La réunion de la Commission du Mékong s’est tenue le 8 décembre 2011 à Siem Riep, au nord du Cambodge. Les quatre pays riverains du fleuve impérial, le Mékong, ont décidé de reporter la construction du barrage et de mener des études plus poussées concernant l’impact d’un barrage sur l’environnement et sur les populations riveraines. Ce sont les ministres de quatre pays asiatiques, membres de la Commission régionale du Mékong (MRC) et riverains du fleuve – le Vietnam, le Cambodge, la Thaïlande et le Laos – qui ont pris cette décision.

 

Un projet discutable selon le Dr Jian-Hua Meng, spécialiste en hydroélectricité durable au WWF: «Les pays du cours inférieur du Mékong ont franchi une étape importante vers une gestion plus respectueuse de l'une des ressources les plus précieuses et les plus importantes de la région. Les pays doivent maintenant mettre à profit ce délai supplémentaire pour évaluer correctement et pleinement les impacts du projet de barrage, en se basant sur les meilleurs conseils scientifiques et en mettant en place des processus consultatifs».
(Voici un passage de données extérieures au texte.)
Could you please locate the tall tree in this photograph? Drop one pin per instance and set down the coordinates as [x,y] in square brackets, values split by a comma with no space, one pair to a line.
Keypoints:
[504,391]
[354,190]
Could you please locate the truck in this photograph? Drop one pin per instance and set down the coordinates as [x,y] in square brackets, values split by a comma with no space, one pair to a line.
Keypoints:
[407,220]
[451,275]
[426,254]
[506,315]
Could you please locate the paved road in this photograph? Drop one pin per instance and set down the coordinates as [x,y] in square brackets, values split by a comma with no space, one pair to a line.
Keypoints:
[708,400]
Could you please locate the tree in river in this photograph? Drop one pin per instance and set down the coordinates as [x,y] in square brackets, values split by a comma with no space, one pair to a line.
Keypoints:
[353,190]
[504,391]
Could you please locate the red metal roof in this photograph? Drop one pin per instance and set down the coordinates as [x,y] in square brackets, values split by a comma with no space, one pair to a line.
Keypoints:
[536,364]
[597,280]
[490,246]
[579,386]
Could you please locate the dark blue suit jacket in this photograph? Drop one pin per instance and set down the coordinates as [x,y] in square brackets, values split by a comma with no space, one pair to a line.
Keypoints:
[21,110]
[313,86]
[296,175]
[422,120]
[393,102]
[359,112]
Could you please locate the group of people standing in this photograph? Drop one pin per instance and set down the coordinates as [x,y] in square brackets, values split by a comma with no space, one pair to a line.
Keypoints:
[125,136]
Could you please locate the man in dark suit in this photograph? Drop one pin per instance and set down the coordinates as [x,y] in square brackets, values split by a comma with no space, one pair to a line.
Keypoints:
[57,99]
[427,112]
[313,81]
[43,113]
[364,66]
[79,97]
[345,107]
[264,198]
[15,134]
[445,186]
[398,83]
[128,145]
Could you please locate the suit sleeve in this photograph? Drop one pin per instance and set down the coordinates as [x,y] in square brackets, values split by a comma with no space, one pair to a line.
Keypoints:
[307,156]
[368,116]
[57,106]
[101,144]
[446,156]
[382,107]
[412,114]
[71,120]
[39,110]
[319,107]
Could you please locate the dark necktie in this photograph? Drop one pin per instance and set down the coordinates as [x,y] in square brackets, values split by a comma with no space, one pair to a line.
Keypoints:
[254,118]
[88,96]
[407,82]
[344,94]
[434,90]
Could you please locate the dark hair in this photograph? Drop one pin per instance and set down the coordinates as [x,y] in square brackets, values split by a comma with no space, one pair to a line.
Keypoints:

Le barrage Xayaburi mettrait en danger la vie de millions de personnes

Ce projet de construction est l’objet d’une forte controverse de la part des ONG et des populations locales, car selon eux les barrages sur le Mékong mettent en péril le fleuve et son environnement. Or, on sait que partout dans le monde, la domestication des cours d’eau a eu les mêmes effets, diminuer les réserves de poissons sauvages et accélérer la sécheresse. Le fleuve Mékong avait semblé être épargné jusque-là. Cependant, en 1986, la Chine a commencé à construire son premier barrage et à ce jour trois barrages sont achevés et le quatrième en cours se terminera fin 2012. Les riverains du bas Mékong subissent les conséquences environnementales des barrages chinois.

 

Ainsi, le barrage hydroélectrique géant de Xayaburi qui devait se construire dans le nord du Laos, embarrasse les pays en aval du Mékong. Or, selon les termes du journal The Phnom Penh Post, à l’issue de cette réunion de la commission, aucun des participants ne souhaitait parler de report, mais plutôt d’études complémentaires sur les conséquences environnementales de cette construction. Le Vietnam avait préalablement exigé un moratoire de dix ans et les spécialistes environnementaux préviennent des conséquences irrémédiables de l'écosystème, en particulier d’une réduction et même d’une disparition des réserves de poissons.

En aval 60 millions de personnes dépendent du fleuve

Selon la Commission régionale du fleuve Mékong, plus de 60 millions de personnes dans les quatre pays membres dépendent du fleuve pour leur transport, leur alimentation et leurs activités économiques. Nicolas Fornage, spécialiste des barrages à l’Agence Française de Développement, s’interroge: «Sur le Mékong, il n'y a pas moins de onze projets de barrages. Or, les bailleurs officiels se sont retirés, en raison de l'impact négatif sur les poissons migrateurs, mais, malgré cela des bailleurs privés sont prêts à subventionner les projets. Qu’adviendra-t-il des habitants du bassin, les impacts seront considérables sur l'alimentation des populations basée sur la pêche!»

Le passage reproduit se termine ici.